Toronto Star: "There is a hypnotic fasination in this revealing first-person account of a woman's descent into madness...a powerful story of obsession, infidelity and retribution"
Globe & Mail: "It creates with considerable intensity the world of a perfectly ordinary woman who decides to murder her husband."
Windsor Star: "A mournful but brilliant song...In this magnificent book Barfoot adds a new and chilling dimension to the old Christian truth that it is only through death that there is life."
Ottawa Citizen: "Hypnotic...impressive....The author leads you through a maze; the tortuosity of the human mind and the influences that direct or misdirect events are unravelled in a spellbinding, empathic way."

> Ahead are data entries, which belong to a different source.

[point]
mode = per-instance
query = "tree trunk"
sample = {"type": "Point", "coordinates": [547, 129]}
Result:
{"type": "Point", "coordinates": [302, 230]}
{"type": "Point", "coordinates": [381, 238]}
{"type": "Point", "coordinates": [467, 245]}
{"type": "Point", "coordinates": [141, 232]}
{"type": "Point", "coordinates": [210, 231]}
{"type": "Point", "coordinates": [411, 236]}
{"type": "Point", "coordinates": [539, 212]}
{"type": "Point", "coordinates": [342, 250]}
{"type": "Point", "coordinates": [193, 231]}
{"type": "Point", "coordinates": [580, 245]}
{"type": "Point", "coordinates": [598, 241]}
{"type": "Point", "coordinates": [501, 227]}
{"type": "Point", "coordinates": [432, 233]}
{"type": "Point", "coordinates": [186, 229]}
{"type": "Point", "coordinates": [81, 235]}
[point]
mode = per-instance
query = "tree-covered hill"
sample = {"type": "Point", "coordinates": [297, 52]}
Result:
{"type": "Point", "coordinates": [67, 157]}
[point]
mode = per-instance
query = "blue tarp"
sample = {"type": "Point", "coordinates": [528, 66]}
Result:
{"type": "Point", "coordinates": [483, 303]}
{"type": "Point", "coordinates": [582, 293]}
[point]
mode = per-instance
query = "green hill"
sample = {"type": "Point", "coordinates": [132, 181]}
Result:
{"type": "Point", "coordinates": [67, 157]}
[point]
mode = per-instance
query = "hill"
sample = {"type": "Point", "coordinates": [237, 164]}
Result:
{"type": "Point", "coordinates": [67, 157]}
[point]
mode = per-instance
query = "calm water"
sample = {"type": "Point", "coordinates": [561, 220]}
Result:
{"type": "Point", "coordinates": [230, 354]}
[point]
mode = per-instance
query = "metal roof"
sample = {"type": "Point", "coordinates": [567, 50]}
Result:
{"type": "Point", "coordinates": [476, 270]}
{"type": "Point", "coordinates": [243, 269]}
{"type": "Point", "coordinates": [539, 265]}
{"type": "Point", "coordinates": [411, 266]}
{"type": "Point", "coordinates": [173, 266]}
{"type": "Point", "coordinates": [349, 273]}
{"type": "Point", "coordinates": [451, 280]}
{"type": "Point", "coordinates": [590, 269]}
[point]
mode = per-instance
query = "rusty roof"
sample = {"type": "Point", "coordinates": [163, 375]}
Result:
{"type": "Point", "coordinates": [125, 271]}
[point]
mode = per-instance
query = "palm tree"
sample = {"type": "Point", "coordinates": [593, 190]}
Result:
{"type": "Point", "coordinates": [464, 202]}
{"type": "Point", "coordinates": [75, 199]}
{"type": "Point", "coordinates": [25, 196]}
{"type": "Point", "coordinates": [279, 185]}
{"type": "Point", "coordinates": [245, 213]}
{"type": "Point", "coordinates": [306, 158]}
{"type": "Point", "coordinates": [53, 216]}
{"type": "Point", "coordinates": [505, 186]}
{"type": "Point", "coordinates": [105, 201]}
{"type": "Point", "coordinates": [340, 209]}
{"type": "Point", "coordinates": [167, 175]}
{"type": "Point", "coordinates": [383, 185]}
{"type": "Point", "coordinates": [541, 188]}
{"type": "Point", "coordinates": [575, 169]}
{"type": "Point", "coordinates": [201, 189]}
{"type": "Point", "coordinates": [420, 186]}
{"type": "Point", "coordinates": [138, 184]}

London Free Press: "Dancing in the Dark reminds me of Marie Claire Blais's books. It has the same lowering darkness and bloodiness about it, the same sense of the vulnerability of human beings...You can hardly bear to put it down."
Edmonton Journal: "One of those novels so fluently and fluidly styled that you often forget you are reading."
A Reader's Guide to the Canadian Novel (John Moss): "The sheer brilliance of Barfoot's writing is enough to take your breath away. She is among the best prose stylists of her generation - and yet her prose invariably serves the fiction, brings her character's reality alive in the reader's mind. Dancing in the Dark is a singular achievement by a very important writer."